SAR uses microwave signals to create images of the Earth's surface by transmitting many pulses of microwave energy towards the surface and then measuring the time it takes for the pulses to bounce back to the satellite. The resulting data is processed to form an “image” of the Earth that is quite different from an optical image. As SAR images are not affected by the visible light spectrum, they deliver in grayscale, rather than color.
Why would I use SAR rather than optical imagery?
The primary reason to use SAR rather than optical imagery is SAR’s ability to penetrate materials that may block visibility in an optical image, like clouds, vegetation, ice, snow, and even smoke. SAR images can also reveal information about the surface roughness and moisture content of the Earth's surface, which can be challenging to capture using other types of imagery. While more complicated than optical imagery, these unique characteristics open up a wide range of use cases that are difficult or impossible with standard optical imagery.

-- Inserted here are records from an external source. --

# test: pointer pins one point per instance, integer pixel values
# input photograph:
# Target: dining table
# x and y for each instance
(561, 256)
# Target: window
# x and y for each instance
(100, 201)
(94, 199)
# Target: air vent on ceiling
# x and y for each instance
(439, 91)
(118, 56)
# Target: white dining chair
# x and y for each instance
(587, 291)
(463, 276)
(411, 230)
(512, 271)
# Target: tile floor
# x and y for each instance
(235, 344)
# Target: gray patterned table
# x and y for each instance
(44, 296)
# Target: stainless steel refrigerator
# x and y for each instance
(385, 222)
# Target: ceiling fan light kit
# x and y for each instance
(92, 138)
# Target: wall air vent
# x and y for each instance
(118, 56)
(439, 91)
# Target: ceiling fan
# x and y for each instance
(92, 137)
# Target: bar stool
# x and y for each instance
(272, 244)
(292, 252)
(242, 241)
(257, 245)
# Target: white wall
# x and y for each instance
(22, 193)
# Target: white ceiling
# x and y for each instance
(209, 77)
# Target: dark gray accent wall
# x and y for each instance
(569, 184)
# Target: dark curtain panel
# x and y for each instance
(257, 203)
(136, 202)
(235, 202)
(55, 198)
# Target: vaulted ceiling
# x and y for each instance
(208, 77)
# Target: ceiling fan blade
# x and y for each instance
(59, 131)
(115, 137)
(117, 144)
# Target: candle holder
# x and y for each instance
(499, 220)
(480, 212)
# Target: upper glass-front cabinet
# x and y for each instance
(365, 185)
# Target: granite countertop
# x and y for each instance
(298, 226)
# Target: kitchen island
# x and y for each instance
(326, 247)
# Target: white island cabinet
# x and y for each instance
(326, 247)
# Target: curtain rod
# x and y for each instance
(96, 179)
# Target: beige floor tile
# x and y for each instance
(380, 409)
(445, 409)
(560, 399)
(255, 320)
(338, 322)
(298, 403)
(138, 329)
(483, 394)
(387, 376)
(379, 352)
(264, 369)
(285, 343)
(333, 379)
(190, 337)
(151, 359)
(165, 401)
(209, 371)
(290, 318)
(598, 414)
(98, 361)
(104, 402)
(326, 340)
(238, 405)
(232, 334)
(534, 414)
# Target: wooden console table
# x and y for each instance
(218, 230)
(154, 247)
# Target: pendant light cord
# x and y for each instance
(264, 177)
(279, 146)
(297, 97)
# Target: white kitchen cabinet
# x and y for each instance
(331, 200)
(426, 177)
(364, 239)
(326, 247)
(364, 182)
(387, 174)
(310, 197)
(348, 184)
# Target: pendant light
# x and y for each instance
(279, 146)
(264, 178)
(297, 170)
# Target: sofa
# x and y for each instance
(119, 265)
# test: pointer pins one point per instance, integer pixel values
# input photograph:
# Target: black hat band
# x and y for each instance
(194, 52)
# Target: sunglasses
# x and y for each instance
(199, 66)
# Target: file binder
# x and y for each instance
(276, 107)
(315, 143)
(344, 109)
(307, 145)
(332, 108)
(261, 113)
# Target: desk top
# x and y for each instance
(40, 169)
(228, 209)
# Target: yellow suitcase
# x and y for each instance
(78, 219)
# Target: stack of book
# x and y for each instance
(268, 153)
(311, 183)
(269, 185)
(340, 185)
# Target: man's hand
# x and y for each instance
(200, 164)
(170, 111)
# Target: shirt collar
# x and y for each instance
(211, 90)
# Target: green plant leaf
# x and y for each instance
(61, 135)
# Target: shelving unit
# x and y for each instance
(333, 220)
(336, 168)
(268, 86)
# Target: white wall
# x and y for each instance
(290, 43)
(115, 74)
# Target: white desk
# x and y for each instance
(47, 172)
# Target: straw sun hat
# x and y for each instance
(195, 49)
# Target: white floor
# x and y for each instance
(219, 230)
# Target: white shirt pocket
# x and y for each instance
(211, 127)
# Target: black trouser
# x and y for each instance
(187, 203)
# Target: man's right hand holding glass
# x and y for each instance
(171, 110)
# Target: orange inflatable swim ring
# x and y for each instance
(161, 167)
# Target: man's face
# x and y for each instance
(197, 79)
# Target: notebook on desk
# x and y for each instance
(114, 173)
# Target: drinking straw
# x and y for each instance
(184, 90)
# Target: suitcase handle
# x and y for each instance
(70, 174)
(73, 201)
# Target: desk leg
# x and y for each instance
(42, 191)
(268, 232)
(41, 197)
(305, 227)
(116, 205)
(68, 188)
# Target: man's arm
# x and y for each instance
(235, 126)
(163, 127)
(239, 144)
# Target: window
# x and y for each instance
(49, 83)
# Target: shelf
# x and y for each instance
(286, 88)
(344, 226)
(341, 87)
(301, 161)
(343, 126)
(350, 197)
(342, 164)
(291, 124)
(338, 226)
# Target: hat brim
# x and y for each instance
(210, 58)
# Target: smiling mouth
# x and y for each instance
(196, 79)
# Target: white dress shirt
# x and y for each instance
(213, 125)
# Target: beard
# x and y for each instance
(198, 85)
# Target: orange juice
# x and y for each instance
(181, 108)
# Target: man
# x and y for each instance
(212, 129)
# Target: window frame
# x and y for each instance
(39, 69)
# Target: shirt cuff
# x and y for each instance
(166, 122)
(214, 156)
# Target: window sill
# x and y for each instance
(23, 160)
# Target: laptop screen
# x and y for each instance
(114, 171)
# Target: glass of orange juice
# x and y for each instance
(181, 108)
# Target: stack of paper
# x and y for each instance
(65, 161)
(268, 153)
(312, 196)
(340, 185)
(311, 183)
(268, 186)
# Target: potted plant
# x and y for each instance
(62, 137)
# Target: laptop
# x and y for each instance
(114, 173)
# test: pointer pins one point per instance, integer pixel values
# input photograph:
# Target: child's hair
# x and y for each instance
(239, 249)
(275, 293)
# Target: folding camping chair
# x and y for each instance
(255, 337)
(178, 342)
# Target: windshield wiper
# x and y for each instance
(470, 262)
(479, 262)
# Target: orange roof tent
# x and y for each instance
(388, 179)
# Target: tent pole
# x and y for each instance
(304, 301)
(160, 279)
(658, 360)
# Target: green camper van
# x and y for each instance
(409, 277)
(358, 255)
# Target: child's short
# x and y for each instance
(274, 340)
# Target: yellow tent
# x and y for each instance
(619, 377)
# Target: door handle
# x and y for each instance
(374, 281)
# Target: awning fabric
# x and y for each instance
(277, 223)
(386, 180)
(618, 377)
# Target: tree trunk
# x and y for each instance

Key considerations when working with SAR
When working with Synthetic Aperture Radar (SAR) images, there are several characteristics that you should expect to see. SAR images can be more difficult to interpret than optical imagery due to their different appearance and the complex interactions between the radar signal and the Earth's surface. However, with proper processing and interpretation techniques, SAR images can provide valuable information about the Earth's surface and its changes over time.
Different Appearance than Optical Imagery: SAR images will look quite different than optical images as they will appear black and white instead of colored, because of the way in which they are formed. Within these grayscale images, brighter areas indicate higher microwave reflectivity and darker areas indicate lower reflectivity. Additionally, because SAR interacts with surface roughness, texture, and structural angles, objects with strong angular features and geometric shapes will often appear prominent in the image while smooth areas, such as water, will provide little radar return.
Speckle Noise: SAR images are often affected by a type of noise called speckle, which appears as small, bright and dark spots scattered throughout the image. Speckle is caused by interference of the radar signal as it bounces off the Earth's surface.
Geometric Effects: SAR images are generally acquired by a satellite looking to the side, rather than straight down, which can result in shadowing effects. As such, areas behind tall objects or steep terrain are not illuminated by the radar signal and appear as dark areas in the image. This can make it difficult to interpret features in the image and requires careful analysis and interpretation. The images are also typically oriented with the shadows down, which may make the image appear to be “upside down” or “on the side” from what you’d see in an optical image, which is oriented with “north up.” Depending on the illumination angle of the satellite, images may also be impacted by a layover or foreshortening effect, which can cause additional complexities when looking at tall objects.
What Can SAR Satellite Imagery be Used For?
While the use cases for SAR imagery are practically endless, here are a few examples:
Agriculture: monitor crop growth, detect changes in soil moisture, and identify areas of land that may be suitable for farming.
Disaster Monitoring: detect natural disasters such as earthquakes, landslides, and floods, and monitor their impacts on the Earth's surface.
Defense and Security: military and intelligence purposes, including surveillance, reconnaissance, and equipment identification.
Environmental Monitoring: monitor changes in land use and land cover, track deforestation and urbanization, and monitor changes in ice sheets and glaciers.
Maritime Monitoring: monitor ocean currents, detect oil spills, and identify ships and other vessels.